When you get to my age, you look for your thrills where you can find them. Come Saturday night, I usually find myself asking … Should I read Frank Rich now, or save it until the morning?
So I was shocked to learn this morning that Rich, one of our leading liberal commentators, is leaving the New York Times for New York Magazine, where he’ll write a monthly essay. He’ll edit and lead some online conversations as well.
It’s not the first time Rich has grown restless. He was the Times’ chief drama critic from 1980 to 1993, and I think it’s his theatrical sense that makes his political commentary so sharp and entertaining.
This is not good news for me, and I’m sure many other Times readers feel the same way. New York Magazine has a good reputation, but I can’t picture myself subscribing or seeking it out online. Other than the occasional must-read media feature, it just isn’t compelling enough for me to change longstanding habits.
In 2000 I ran into Rich at an event for gay Republicans at the Republican National Convention in Philadelphia, which I was covering for the Boston Phoenix. I asked him about the collective nervous breakdown the media were having over the lack of news at George W. Bush’s coronation. Here’s what he told me:
Not to be too Freudian about it, but what you’re seeing is a sort of displacement. There are 15,000 reporters here and no story. What are they going to talk about?
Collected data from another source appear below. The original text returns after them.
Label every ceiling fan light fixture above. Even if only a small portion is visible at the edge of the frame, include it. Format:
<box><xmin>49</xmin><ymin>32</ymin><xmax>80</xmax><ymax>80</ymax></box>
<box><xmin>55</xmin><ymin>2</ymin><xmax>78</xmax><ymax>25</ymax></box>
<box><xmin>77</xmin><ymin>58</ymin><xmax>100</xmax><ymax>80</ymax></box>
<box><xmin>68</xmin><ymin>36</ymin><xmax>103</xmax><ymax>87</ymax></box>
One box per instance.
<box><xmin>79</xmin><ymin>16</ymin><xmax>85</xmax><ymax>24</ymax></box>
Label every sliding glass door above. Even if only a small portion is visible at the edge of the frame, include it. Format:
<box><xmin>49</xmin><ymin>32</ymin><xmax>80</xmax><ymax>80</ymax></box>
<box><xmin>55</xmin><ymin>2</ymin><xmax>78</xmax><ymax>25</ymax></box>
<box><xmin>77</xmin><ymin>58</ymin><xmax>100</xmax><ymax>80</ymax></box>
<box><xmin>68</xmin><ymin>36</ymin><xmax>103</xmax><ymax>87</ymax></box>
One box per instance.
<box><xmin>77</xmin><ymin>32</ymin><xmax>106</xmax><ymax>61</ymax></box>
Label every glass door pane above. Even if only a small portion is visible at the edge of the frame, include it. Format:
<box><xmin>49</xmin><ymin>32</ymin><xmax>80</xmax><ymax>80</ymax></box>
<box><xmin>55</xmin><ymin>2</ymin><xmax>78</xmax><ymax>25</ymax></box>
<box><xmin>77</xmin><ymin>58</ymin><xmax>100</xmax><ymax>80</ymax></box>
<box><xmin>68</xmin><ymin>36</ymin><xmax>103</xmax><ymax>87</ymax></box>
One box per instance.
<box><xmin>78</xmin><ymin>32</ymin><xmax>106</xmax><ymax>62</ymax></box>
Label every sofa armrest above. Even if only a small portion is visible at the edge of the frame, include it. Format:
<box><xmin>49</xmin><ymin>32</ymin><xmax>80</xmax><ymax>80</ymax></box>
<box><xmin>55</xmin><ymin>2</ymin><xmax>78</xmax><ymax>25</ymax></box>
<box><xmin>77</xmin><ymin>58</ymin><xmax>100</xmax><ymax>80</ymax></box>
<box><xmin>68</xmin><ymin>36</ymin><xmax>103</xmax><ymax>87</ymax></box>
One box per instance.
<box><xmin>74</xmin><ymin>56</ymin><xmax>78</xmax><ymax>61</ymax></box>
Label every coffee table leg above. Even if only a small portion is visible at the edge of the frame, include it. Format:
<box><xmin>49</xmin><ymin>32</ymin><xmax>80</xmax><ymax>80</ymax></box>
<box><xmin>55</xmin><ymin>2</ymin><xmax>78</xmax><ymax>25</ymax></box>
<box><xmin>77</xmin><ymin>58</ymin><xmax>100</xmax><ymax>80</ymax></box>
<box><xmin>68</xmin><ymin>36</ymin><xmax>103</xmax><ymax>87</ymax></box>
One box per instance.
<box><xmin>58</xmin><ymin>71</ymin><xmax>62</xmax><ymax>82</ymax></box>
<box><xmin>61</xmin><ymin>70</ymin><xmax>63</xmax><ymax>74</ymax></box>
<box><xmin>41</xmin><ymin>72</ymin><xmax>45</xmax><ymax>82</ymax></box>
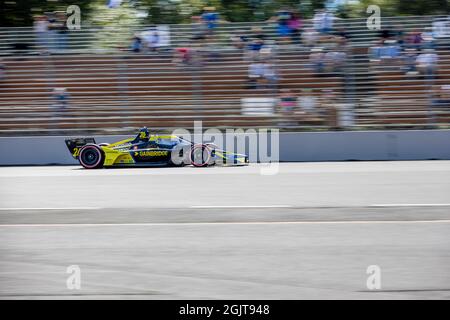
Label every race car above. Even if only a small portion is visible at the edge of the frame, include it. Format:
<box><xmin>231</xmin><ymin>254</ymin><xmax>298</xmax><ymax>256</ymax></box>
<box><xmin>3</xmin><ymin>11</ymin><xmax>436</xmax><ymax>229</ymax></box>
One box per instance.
<box><xmin>65</xmin><ymin>127</ymin><xmax>249</xmax><ymax>169</ymax></box>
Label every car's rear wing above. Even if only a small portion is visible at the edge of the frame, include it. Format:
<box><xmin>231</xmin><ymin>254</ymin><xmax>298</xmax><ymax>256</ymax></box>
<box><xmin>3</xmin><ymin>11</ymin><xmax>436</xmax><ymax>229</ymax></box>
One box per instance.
<box><xmin>65</xmin><ymin>138</ymin><xmax>96</xmax><ymax>159</ymax></box>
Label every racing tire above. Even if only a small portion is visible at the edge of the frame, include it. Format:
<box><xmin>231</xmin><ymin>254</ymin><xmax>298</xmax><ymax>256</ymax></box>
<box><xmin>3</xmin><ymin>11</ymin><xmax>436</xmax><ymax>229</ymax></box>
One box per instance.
<box><xmin>190</xmin><ymin>144</ymin><xmax>211</xmax><ymax>167</ymax></box>
<box><xmin>78</xmin><ymin>145</ymin><xmax>105</xmax><ymax>169</ymax></box>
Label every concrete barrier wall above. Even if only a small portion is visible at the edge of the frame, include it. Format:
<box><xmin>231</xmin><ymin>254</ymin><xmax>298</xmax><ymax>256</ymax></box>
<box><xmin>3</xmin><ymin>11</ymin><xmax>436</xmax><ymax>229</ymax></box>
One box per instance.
<box><xmin>0</xmin><ymin>135</ymin><xmax>126</xmax><ymax>166</ymax></box>
<box><xmin>280</xmin><ymin>130</ymin><xmax>450</xmax><ymax>161</ymax></box>
<box><xmin>0</xmin><ymin>130</ymin><xmax>449</xmax><ymax>165</ymax></box>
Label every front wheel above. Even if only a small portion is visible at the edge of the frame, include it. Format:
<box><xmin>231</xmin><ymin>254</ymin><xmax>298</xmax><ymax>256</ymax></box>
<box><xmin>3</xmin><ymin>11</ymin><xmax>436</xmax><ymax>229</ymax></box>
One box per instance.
<box><xmin>190</xmin><ymin>144</ymin><xmax>212</xmax><ymax>167</ymax></box>
<box><xmin>78</xmin><ymin>145</ymin><xmax>105</xmax><ymax>169</ymax></box>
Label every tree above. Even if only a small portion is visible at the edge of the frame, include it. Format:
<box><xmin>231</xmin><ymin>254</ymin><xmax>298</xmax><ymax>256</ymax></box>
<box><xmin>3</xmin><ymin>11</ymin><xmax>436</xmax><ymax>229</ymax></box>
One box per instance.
<box><xmin>86</xmin><ymin>0</ymin><xmax>146</xmax><ymax>51</ymax></box>
<box><xmin>337</xmin><ymin>0</ymin><xmax>449</xmax><ymax>18</ymax></box>
<box><xmin>396</xmin><ymin>0</ymin><xmax>449</xmax><ymax>16</ymax></box>
<box><xmin>0</xmin><ymin>0</ymin><xmax>91</xmax><ymax>27</ymax></box>
<box><xmin>1</xmin><ymin>0</ymin><xmax>448</xmax><ymax>27</ymax></box>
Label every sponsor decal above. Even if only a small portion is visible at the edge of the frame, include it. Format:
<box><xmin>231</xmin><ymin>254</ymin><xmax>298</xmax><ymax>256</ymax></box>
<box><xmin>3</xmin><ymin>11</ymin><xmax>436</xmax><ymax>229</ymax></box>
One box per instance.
<box><xmin>135</xmin><ymin>150</ymin><xmax>168</xmax><ymax>157</ymax></box>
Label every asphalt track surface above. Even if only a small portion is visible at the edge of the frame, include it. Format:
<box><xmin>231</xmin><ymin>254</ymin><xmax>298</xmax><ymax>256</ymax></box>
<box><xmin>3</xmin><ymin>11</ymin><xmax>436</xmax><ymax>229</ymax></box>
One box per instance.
<box><xmin>0</xmin><ymin>162</ymin><xmax>449</xmax><ymax>299</ymax></box>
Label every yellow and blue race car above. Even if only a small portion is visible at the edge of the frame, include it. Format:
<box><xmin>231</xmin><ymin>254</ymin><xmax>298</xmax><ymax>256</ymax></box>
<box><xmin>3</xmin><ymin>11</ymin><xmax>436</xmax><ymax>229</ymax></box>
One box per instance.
<box><xmin>65</xmin><ymin>128</ymin><xmax>249</xmax><ymax>169</ymax></box>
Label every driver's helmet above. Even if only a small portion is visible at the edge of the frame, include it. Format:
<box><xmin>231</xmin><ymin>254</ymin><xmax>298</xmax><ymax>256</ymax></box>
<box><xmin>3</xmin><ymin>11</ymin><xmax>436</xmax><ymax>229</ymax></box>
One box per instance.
<box><xmin>137</xmin><ymin>127</ymin><xmax>150</xmax><ymax>141</ymax></box>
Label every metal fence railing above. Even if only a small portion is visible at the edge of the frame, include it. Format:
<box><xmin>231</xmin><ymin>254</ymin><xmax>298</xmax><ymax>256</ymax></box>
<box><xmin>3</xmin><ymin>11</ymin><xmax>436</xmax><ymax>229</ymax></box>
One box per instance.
<box><xmin>0</xmin><ymin>15</ymin><xmax>449</xmax><ymax>135</ymax></box>
<box><xmin>1</xmin><ymin>15</ymin><xmax>449</xmax><ymax>54</ymax></box>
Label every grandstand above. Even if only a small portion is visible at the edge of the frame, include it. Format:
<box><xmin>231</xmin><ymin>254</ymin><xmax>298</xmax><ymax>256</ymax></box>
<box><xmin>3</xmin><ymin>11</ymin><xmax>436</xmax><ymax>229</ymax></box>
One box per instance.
<box><xmin>0</xmin><ymin>15</ymin><xmax>449</xmax><ymax>135</ymax></box>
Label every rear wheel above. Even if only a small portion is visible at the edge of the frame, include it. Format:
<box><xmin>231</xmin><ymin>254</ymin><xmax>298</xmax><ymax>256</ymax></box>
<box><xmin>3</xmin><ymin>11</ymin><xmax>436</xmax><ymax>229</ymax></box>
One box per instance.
<box><xmin>79</xmin><ymin>145</ymin><xmax>104</xmax><ymax>169</ymax></box>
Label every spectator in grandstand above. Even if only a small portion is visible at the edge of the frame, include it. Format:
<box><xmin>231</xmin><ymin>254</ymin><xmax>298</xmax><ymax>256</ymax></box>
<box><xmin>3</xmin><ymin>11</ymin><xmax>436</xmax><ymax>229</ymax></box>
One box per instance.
<box><xmin>421</xmin><ymin>27</ymin><xmax>436</xmax><ymax>50</ymax></box>
<box><xmin>230</xmin><ymin>30</ymin><xmax>249</xmax><ymax>50</ymax></box>
<box><xmin>432</xmin><ymin>85</ymin><xmax>450</xmax><ymax>108</ymax></box>
<box><xmin>278</xmin><ymin>88</ymin><xmax>297</xmax><ymax>115</ymax></box>
<box><xmin>277</xmin><ymin>88</ymin><xmax>299</xmax><ymax>126</ymax></box>
<box><xmin>377</xmin><ymin>25</ymin><xmax>405</xmax><ymax>49</ymax></box>
<box><xmin>288</xmin><ymin>11</ymin><xmax>303</xmax><ymax>45</ymax></box>
<box><xmin>378</xmin><ymin>28</ymin><xmax>394</xmax><ymax>45</ymax></box>
<box><xmin>191</xmin><ymin>15</ymin><xmax>208</xmax><ymax>40</ymax></box>
<box><xmin>309</xmin><ymin>47</ymin><xmax>326</xmax><ymax>75</ymax></box>
<box><xmin>402</xmin><ymin>48</ymin><xmax>419</xmax><ymax>76</ymax></box>
<box><xmin>204</xmin><ymin>45</ymin><xmax>222</xmax><ymax>63</ymax></box>
<box><xmin>246</xmin><ymin>27</ymin><xmax>266</xmax><ymax>59</ymax></box>
<box><xmin>131</xmin><ymin>33</ymin><xmax>142</xmax><ymax>52</ymax></box>
<box><xmin>313</xmin><ymin>9</ymin><xmax>334</xmax><ymax>35</ymax></box>
<box><xmin>406</xmin><ymin>29</ymin><xmax>423</xmax><ymax>50</ymax></box>
<box><xmin>259</xmin><ymin>46</ymin><xmax>275</xmax><ymax>61</ymax></box>
<box><xmin>335</xmin><ymin>28</ymin><xmax>349</xmax><ymax>47</ymax></box>
<box><xmin>146</xmin><ymin>30</ymin><xmax>160</xmax><ymax>52</ymax></box>
<box><xmin>275</xmin><ymin>9</ymin><xmax>292</xmax><ymax>43</ymax></box>
<box><xmin>0</xmin><ymin>60</ymin><xmax>4</xmax><ymax>82</ymax></box>
<box><xmin>33</xmin><ymin>15</ymin><xmax>49</xmax><ymax>53</ymax></box>
<box><xmin>262</xmin><ymin>61</ymin><xmax>278</xmax><ymax>90</ymax></box>
<box><xmin>370</xmin><ymin>39</ymin><xmax>401</xmax><ymax>63</ymax></box>
<box><xmin>47</xmin><ymin>12</ymin><xmax>59</xmax><ymax>54</ymax></box>
<box><xmin>173</xmin><ymin>47</ymin><xmax>193</xmax><ymax>66</ymax></box>
<box><xmin>248</xmin><ymin>59</ymin><xmax>265</xmax><ymax>89</ymax></box>
<box><xmin>201</xmin><ymin>7</ymin><xmax>227</xmax><ymax>34</ymax></box>
<box><xmin>432</xmin><ymin>17</ymin><xmax>450</xmax><ymax>39</ymax></box>
<box><xmin>320</xmin><ymin>89</ymin><xmax>339</xmax><ymax>129</ymax></box>
<box><xmin>310</xmin><ymin>31</ymin><xmax>348</xmax><ymax>75</ymax></box>
<box><xmin>53</xmin><ymin>88</ymin><xmax>70</xmax><ymax>114</ymax></box>
<box><xmin>416</xmin><ymin>48</ymin><xmax>439</xmax><ymax>78</ymax></box>
<box><xmin>247</xmin><ymin>58</ymin><xmax>278</xmax><ymax>90</ymax></box>
<box><xmin>267</xmin><ymin>9</ymin><xmax>303</xmax><ymax>45</ymax></box>
<box><xmin>299</xmin><ymin>89</ymin><xmax>318</xmax><ymax>115</ymax></box>
<box><xmin>174</xmin><ymin>43</ymin><xmax>204</xmax><ymax>67</ymax></box>
<box><xmin>251</xmin><ymin>26</ymin><xmax>266</xmax><ymax>48</ymax></box>
<box><xmin>325</xmin><ymin>49</ymin><xmax>347</xmax><ymax>74</ymax></box>
<box><xmin>302</xmin><ymin>27</ymin><xmax>319</xmax><ymax>48</ymax></box>
<box><xmin>393</xmin><ymin>27</ymin><xmax>406</xmax><ymax>50</ymax></box>
<box><xmin>55</xmin><ymin>11</ymin><xmax>68</xmax><ymax>52</ymax></box>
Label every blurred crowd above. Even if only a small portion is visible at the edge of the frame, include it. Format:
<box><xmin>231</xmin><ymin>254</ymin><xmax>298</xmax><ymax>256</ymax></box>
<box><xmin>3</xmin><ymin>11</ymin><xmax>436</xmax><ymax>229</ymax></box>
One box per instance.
<box><xmin>276</xmin><ymin>87</ymin><xmax>342</xmax><ymax>128</ymax></box>
<box><xmin>369</xmin><ymin>26</ymin><xmax>441</xmax><ymax>78</ymax></box>
<box><xmin>33</xmin><ymin>11</ymin><xmax>69</xmax><ymax>54</ymax></box>
<box><xmin>166</xmin><ymin>7</ymin><xmax>350</xmax><ymax>98</ymax></box>
<box><xmin>1</xmin><ymin>5</ymin><xmax>447</xmax><ymax>130</ymax></box>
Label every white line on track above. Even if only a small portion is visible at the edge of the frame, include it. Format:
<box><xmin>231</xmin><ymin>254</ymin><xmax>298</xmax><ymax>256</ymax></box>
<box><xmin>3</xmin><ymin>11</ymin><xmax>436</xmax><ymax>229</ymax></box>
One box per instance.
<box><xmin>0</xmin><ymin>207</ymin><xmax>102</xmax><ymax>211</ymax></box>
<box><xmin>0</xmin><ymin>220</ymin><xmax>449</xmax><ymax>228</ymax></box>
<box><xmin>370</xmin><ymin>204</ymin><xmax>450</xmax><ymax>207</ymax></box>
<box><xmin>1</xmin><ymin>204</ymin><xmax>449</xmax><ymax>211</ymax></box>
<box><xmin>190</xmin><ymin>205</ymin><xmax>293</xmax><ymax>209</ymax></box>
<box><xmin>193</xmin><ymin>204</ymin><xmax>450</xmax><ymax>209</ymax></box>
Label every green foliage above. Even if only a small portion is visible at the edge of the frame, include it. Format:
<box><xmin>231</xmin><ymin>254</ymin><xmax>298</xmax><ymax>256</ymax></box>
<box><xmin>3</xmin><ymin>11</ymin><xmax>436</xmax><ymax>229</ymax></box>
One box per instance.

Themselves and their own anxiety.
It will be interesting to see whether the Times tries to recruit a big-name replacement for Rich. (Maybe it will be Joe Nocera, who’s moving from the business pages to the op-ed section.) With the exception of Paul Krugman and David Brooks, I just don’t find the rest of the paper’s opinion writers all that compelling.
Rich had one of the best jobs in journalism. I guess it shows that anything can get boring after a while.